Layered double hydroxide (LDH) is an applicable material that can be modified in various ways. Modifications using natural extracts fulfill the principles of “green chemistry.” The preparation of butterfly pea flower extract (BPE)-modified NiAl LDH was completed using the calcination and restacking method. The characteristics of the prepared composites were identified through analysis of functional groups, crystal phase, bandgap energy, surface area and surface morphology. Fourier transform-infrared (FT-IR) characterization revealed that the active group of the catalyst is -OH except for NiAl layered double oxide (LDO), which has the metal oxide-like functional groups.
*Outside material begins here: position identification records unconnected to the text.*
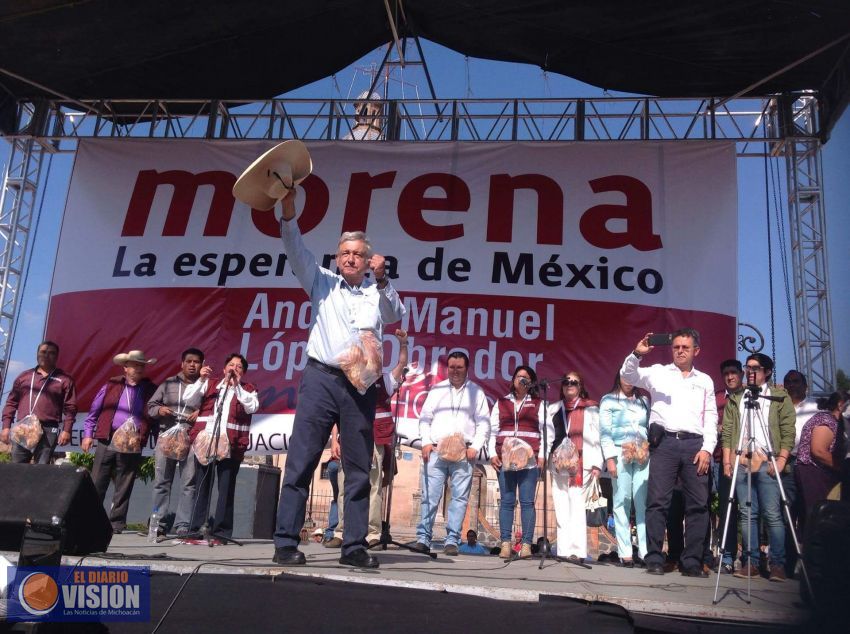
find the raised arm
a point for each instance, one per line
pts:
(302, 261)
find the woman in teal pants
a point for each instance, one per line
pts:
(623, 420)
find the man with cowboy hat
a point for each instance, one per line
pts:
(347, 307)
(120, 404)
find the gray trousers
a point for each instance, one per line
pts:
(120, 469)
(43, 451)
(326, 397)
(164, 471)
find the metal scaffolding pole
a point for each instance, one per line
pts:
(17, 204)
(786, 124)
(802, 149)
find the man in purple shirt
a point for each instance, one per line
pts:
(47, 393)
(121, 398)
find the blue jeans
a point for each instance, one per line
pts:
(509, 481)
(435, 472)
(333, 509)
(765, 504)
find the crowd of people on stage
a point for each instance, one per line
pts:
(663, 434)
(184, 411)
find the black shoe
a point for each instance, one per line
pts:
(655, 569)
(696, 571)
(359, 559)
(289, 556)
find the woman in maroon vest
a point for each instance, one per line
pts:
(577, 417)
(516, 426)
(234, 401)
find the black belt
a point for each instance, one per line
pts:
(682, 435)
(324, 367)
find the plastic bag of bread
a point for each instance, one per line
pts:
(635, 449)
(27, 432)
(208, 447)
(174, 443)
(127, 438)
(755, 461)
(565, 458)
(361, 360)
(516, 454)
(452, 448)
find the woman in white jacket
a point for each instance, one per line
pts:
(576, 417)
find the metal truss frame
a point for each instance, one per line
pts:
(785, 125)
(806, 213)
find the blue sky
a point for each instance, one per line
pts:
(455, 76)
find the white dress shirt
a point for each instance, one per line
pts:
(340, 311)
(679, 402)
(448, 410)
(249, 401)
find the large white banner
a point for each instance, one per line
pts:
(558, 255)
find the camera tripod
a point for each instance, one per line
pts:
(750, 399)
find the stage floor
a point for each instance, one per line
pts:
(647, 598)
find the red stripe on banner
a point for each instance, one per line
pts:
(268, 327)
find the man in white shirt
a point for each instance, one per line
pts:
(683, 405)
(453, 408)
(347, 307)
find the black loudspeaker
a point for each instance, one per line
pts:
(827, 555)
(52, 499)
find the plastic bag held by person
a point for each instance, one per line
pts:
(361, 360)
(27, 432)
(207, 446)
(565, 458)
(174, 443)
(515, 454)
(452, 448)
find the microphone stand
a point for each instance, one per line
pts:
(546, 546)
(386, 537)
(205, 532)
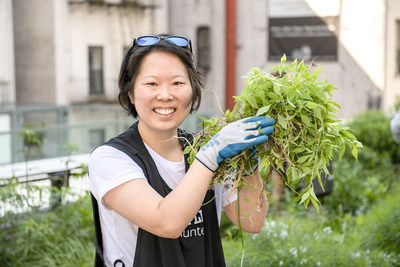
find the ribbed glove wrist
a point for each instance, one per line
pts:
(233, 138)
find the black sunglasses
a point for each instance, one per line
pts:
(152, 40)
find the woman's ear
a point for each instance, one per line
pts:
(130, 94)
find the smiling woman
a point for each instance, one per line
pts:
(150, 207)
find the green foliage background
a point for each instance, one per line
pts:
(358, 223)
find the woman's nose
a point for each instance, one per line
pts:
(165, 93)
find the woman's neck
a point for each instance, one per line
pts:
(164, 143)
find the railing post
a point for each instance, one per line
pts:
(57, 180)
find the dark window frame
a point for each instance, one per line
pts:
(203, 48)
(96, 70)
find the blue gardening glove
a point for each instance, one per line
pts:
(252, 163)
(233, 138)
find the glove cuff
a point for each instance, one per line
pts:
(210, 164)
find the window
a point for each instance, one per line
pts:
(398, 47)
(96, 137)
(96, 86)
(203, 48)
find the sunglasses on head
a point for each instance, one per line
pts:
(152, 40)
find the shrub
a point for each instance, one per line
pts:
(302, 241)
(380, 228)
(54, 238)
(357, 185)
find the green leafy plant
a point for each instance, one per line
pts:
(307, 132)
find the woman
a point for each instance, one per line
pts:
(153, 209)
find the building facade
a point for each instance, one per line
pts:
(66, 54)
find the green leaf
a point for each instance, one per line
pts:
(251, 100)
(282, 121)
(311, 105)
(306, 120)
(263, 110)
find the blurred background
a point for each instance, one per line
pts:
(61, 59)
(59, 68)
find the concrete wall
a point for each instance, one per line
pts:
(359, 71)
(7, 73)
(34, 47)
(35, 51)
(185, 17)
(112, 27)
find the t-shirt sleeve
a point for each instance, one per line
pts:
(109, 168)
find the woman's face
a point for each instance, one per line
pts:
(162, 92)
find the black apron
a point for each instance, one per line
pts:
(200, 243)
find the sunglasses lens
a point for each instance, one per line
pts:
(179, 41)
(147, 40)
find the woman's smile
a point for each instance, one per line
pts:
(164, 111)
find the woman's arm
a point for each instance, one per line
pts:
(166, 217)
(253, 205)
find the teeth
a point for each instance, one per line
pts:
(164, 111)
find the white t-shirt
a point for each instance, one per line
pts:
(109, 168)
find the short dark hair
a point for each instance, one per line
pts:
(131, 65)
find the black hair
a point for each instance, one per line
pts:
(131, 66)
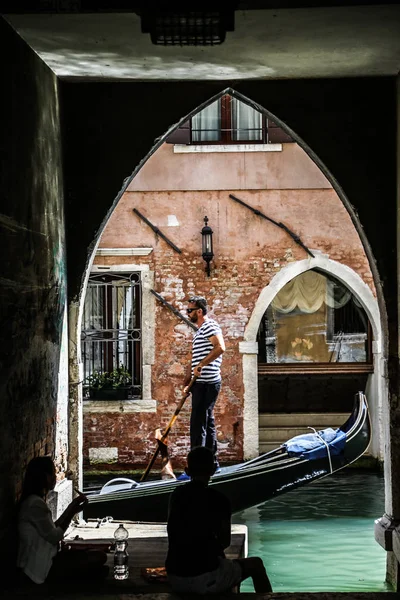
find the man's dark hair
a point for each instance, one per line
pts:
(200, 302)
(200, 461)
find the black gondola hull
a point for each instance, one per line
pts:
(247, 484)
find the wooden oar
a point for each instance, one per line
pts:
(168, 429)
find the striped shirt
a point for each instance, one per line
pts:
(202, 347)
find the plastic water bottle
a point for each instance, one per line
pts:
(121, 570)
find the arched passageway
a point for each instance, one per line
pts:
(376, 386)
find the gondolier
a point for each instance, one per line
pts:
(207, 348)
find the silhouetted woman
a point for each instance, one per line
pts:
(39, 553)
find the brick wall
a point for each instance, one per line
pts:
(249, 251)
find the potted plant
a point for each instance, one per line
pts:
(109, 385)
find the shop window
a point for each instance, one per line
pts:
(315, 319)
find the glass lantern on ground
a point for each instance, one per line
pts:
(121, 569)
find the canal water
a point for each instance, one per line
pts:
(321, 537)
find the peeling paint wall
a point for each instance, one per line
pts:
(33, 399)
(248, 250)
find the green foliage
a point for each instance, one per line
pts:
(112, 380)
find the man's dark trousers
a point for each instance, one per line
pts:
(202, 424)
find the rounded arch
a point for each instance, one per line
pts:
(249, 347)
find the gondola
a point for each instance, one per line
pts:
(250, 483)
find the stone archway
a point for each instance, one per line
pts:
(377, 384)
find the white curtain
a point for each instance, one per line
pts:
(246, 122)
(208, 119)
(308, 292)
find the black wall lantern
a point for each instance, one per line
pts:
(206, 239)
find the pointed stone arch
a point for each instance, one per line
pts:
(376, 386)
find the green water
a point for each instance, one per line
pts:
(321, 537)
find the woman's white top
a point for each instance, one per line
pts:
(38, 538)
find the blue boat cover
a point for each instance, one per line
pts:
(311, 446)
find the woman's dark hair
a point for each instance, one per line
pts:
(36, 480)
(200, 302)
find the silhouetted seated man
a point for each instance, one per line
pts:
(199, 529)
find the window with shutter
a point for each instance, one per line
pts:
(229, 121)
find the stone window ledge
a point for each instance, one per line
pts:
(119, 406)
(184, 148)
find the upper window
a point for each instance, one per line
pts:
(111, 337)
(315, 319)
(228, 121)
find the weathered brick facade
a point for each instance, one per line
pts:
(249, 251)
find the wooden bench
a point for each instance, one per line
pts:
(147, 548)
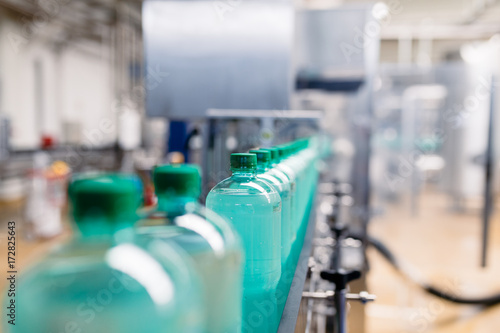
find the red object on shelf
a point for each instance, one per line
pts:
(47, 141)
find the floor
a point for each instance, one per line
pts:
(443, 248)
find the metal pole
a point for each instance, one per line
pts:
(488, 200)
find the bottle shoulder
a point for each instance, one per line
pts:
(195, 227)
(243, 186)
(75, 268)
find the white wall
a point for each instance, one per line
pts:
(77, 87)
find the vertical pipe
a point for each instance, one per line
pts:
(488, 200)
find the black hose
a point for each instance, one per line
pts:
(389, 256)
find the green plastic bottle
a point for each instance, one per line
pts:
(205, 236)
(104, 282)
(290, 180)
(265, 173)
(283, 166)
(269, 175)
(254, 209)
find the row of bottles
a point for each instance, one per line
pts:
(267, 200)
(178, 267)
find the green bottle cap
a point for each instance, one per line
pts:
(243, 161)
(177, 180)
(275, 155)
(263, 156)
(283, 151)
(109, 198)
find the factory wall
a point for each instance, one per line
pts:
(53, 88)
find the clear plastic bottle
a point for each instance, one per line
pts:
(254, 209)
(269, 175)
(103, 281)
(205, 236)
(283, 166)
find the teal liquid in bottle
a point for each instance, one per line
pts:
(102, 281)
(282, 165)
(254, 210)
(265, 173)
(209, 240)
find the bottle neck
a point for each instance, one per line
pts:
(261, 168)
(244, 173)
(174, 203)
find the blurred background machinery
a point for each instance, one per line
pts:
(403, 91)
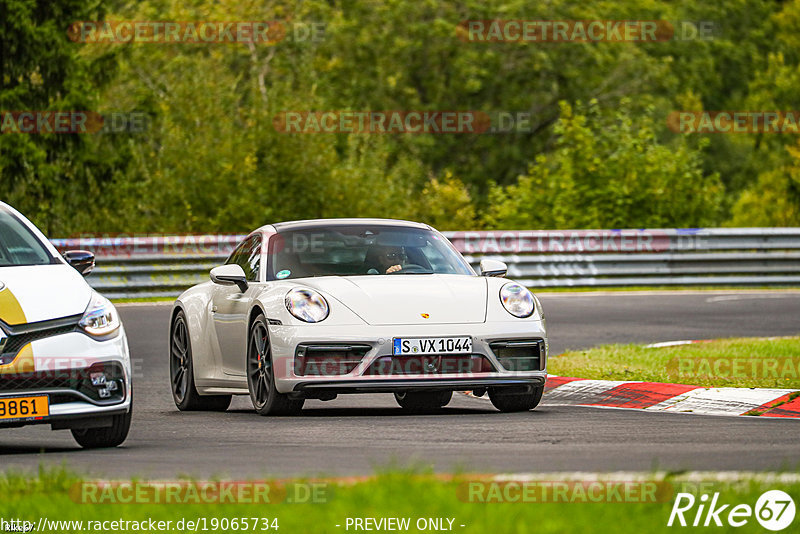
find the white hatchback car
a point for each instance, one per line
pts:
(314, 309)
(64, 357)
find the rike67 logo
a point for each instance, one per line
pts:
(774, 510)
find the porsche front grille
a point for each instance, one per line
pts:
(443, 364)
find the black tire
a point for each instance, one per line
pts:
(261, 377)
(515, 402)
(112, 436)
(181, 372)
(423, 401)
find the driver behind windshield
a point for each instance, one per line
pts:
(386, 259)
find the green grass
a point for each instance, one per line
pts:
(735, 362)
(392, 494)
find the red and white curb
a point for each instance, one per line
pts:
(676, 398)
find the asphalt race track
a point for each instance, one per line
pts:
(356, 434)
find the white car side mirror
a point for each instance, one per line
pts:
(493, 268)
(228, 275)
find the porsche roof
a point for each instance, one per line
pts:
(315, 223)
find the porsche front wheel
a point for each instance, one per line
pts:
(506, 401)
(261, 376)
(181, 370)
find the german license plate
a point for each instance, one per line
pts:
(12, 408)
(410, 346)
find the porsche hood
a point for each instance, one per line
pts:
(30, 294)
(409, 299)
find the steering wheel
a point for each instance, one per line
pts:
(412, 268)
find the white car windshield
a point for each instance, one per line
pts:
(18, 245)
(362, 250)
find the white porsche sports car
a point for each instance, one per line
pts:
(64, 357)
(314, 309)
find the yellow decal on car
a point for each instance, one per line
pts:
(10, 310)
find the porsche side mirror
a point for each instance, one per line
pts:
(81, 260)
(228, 275)
(493, 268)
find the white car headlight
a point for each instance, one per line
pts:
(100, 318)
(307, 305)
(517, 300)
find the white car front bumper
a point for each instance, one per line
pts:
(68, 368)
(373, 372)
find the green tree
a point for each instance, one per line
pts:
(608, 172)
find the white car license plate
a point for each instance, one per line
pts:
(409, 346)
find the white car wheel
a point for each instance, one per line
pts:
(261, 376)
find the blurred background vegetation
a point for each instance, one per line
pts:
(599, 153)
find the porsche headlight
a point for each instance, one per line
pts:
(307, 305)
(517, 300)
(100, 318)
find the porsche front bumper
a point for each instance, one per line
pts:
(377, 343)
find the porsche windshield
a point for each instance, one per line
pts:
(18, 246)
(362, 250)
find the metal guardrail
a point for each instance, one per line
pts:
(163, 266)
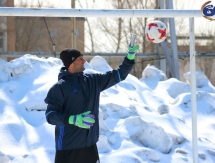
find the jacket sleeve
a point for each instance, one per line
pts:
(55, 101)
(113, 77)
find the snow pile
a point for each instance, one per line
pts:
(141, 120)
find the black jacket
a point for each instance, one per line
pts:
(75, 93)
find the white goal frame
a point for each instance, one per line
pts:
(126, 13)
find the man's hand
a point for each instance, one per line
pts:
(83, 120)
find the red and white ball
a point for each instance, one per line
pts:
(156, 31)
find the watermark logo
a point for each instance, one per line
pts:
(208, 10)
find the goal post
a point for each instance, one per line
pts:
(126, 13)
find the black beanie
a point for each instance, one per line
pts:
(68, 56)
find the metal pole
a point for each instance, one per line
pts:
(173, 43)
(73, 36)
(193, 89)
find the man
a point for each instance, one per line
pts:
(73, 106)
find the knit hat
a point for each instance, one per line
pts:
(68, 56)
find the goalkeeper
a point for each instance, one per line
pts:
(73, 106)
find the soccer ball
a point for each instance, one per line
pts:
(155, 31)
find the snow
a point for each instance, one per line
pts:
(142, 120)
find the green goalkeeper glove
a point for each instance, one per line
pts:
(83, 120)
(132, 49)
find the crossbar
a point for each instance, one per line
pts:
(56, 12)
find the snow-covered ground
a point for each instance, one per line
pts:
(141, 120)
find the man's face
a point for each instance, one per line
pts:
(77, 65)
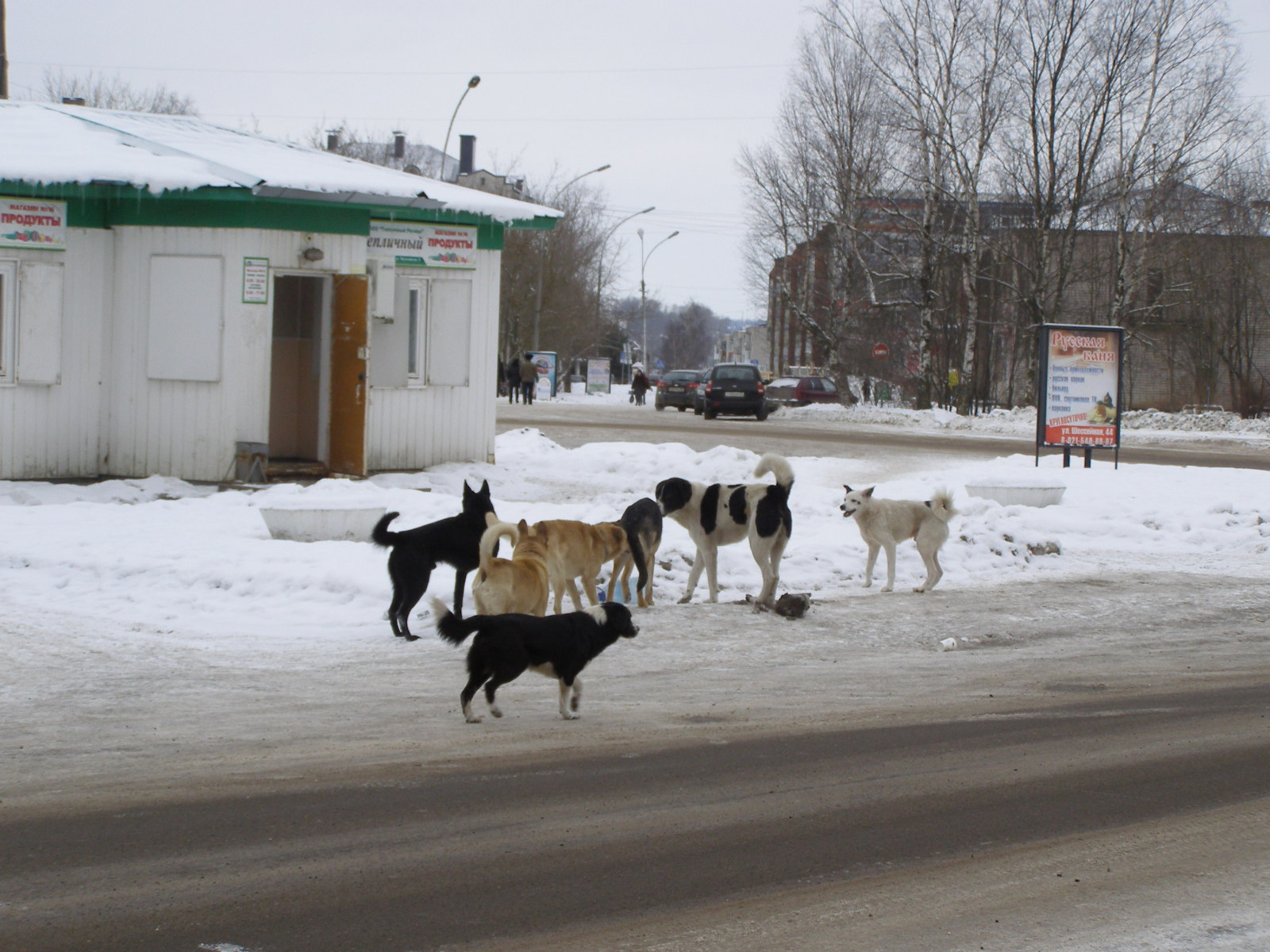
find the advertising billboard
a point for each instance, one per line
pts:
(1079, 391)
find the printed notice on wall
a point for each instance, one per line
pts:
(256, 281)
(32, 222)
(413, 245)
(1079, 393)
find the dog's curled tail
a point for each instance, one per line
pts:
(941, 505)
(380, 535)
(780, 467)
(450, 626)
(489, 539)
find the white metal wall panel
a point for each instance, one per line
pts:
(412, 428)
(40, 321)
(187, 428)
(51, 431)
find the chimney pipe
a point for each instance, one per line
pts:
(467, 154)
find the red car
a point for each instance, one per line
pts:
(800, 391)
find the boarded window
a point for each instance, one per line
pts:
(40, 323)
(8, 317)
(429, 340)
(186, 317)
(450, 332)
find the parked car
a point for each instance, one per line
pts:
(677, 389)
(800, 391)
(734, 390)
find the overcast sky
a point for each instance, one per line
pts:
(664, 90)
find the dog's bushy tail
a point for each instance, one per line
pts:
(941, 505)
(380, 535)
(780, 467)
(450, 626)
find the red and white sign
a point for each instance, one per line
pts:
(32, 222)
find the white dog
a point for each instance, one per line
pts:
(887, 522)
(719, 516)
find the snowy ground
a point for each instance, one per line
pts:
(152, 634)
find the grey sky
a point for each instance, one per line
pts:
(664, 90)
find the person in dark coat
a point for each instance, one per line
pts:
(529, 378)
(514, 380)
(639, 386)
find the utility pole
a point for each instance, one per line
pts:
(4, 57)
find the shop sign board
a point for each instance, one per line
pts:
(32, 222)
(417, 245)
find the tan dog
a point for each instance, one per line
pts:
(884, 524)
(579, 549)
(518, 584)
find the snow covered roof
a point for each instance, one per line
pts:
(52, 144)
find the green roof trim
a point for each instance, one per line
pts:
(108, 205)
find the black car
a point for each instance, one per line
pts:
(734, 390)
(677, 389)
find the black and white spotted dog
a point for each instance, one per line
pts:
(719, 516)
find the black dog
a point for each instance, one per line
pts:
(641, 522)
(558, 647)
(416, 552)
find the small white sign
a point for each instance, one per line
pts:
(32, 222)
(256, 281)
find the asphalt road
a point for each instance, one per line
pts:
(564, 424)
(506, 854)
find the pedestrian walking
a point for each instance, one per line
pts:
(639, 386)
(529, 378)
(514, 380)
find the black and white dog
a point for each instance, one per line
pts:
(719, 516)
(556, 645)
(416, 552)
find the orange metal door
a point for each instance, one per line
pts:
(348, 353)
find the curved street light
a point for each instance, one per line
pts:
(543, 254)
(643, 313)
(471, 84)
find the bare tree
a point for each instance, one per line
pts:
(114, 93)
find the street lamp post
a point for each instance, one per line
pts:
(643, 310)
(600, 263)
(543, 254)
(471, 84)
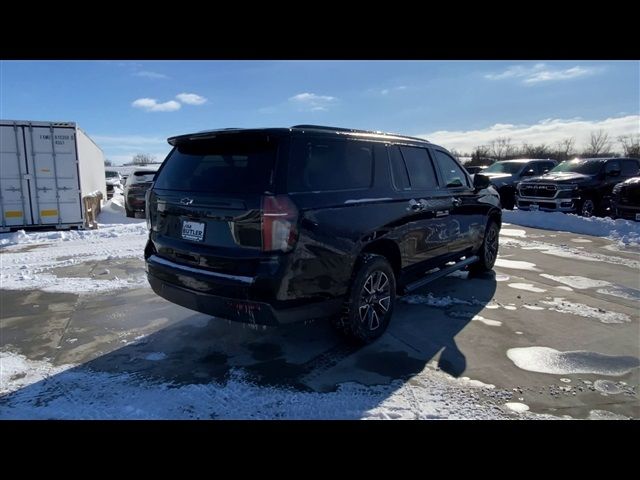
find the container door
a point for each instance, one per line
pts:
(14, 189)
(55, 187)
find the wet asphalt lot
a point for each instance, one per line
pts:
(467, 335)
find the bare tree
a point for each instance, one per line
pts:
(142, 159)
(598, 143)
(501, 148)
(565, 148)
(535, 151)
(481, 156)
(630, 145)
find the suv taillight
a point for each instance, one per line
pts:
(279, 223)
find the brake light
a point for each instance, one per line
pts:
(279, 223)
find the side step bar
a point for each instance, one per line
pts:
(410, 287)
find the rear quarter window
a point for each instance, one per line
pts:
(630, 168)
(324, 165)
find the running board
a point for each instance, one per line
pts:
(439, 274)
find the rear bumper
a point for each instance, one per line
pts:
(227, 297)
(136, 203)
(629, 212)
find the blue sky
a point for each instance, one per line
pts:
(130, 107)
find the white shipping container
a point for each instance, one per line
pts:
(45, 170)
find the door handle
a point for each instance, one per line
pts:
(415, 205)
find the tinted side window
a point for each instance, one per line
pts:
(421, 174)
(234, 165)
(453, 174)
(630, 168)
(327, 165)
(398, 170)
(612, 166)
(537, 167)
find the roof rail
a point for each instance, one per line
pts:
(354, 130)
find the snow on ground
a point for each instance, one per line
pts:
(513, 232)
(559, 304)
(432, 301)
(79, 393)
(516, 264)
(33, 268)
(624, 231)
(565, 251)
(575, 281)
(527, 287)
(549, 360)
(113, 213)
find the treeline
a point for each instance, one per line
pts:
(599, 145)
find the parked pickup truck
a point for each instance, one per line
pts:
(581, 186)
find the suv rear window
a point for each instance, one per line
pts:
(329, 165)
(220, 166)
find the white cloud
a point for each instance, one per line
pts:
(541, 72)
(191, 99)
(547, 131)
(386, 91)
(148, 74)
(122, 148)
(152, 105)
(129, 142)
(312, 102)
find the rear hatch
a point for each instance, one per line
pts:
(206, 204)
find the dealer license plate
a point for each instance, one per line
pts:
(193, 231)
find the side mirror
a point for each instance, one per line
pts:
(480, 181)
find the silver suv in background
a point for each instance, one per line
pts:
(138, 182)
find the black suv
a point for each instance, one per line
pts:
(506, 174)
(582, 186)
(277, 225)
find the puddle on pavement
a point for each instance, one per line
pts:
(549, 360)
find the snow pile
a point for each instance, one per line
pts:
(113, 213)
(80, 393)
(16, 372)
(33, 268)
(624, 231)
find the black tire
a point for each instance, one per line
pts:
(588, 207)
(507, 198)
(488, 252)
(369, 305)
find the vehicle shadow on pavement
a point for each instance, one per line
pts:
(193, 349)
X-ray diffraction patterns expressed a typical layered material structure of NiAl LDH dan NiAl LDH-BPE, but not for NiAl LDO and NiAl LDO-BPE. Introducing BPE into NiAl LDH and NiAl LDO effectively decreased the bandgap energy and changed the surface morphology. The prepared catalysts were applied in a batch system with pH 5 to degrade tetracycline (TC). NiAl LDO demonstrated the highest activity as a catalyst in TC degradation, with a 93.61% degradation rate. In contrast, NiAl LDO-BPE demonstrated the highest structural stability in TC degradation and repeated use, with an initial degradation percentage of 82.58% and a fifth regeneration percentage of 71.4%.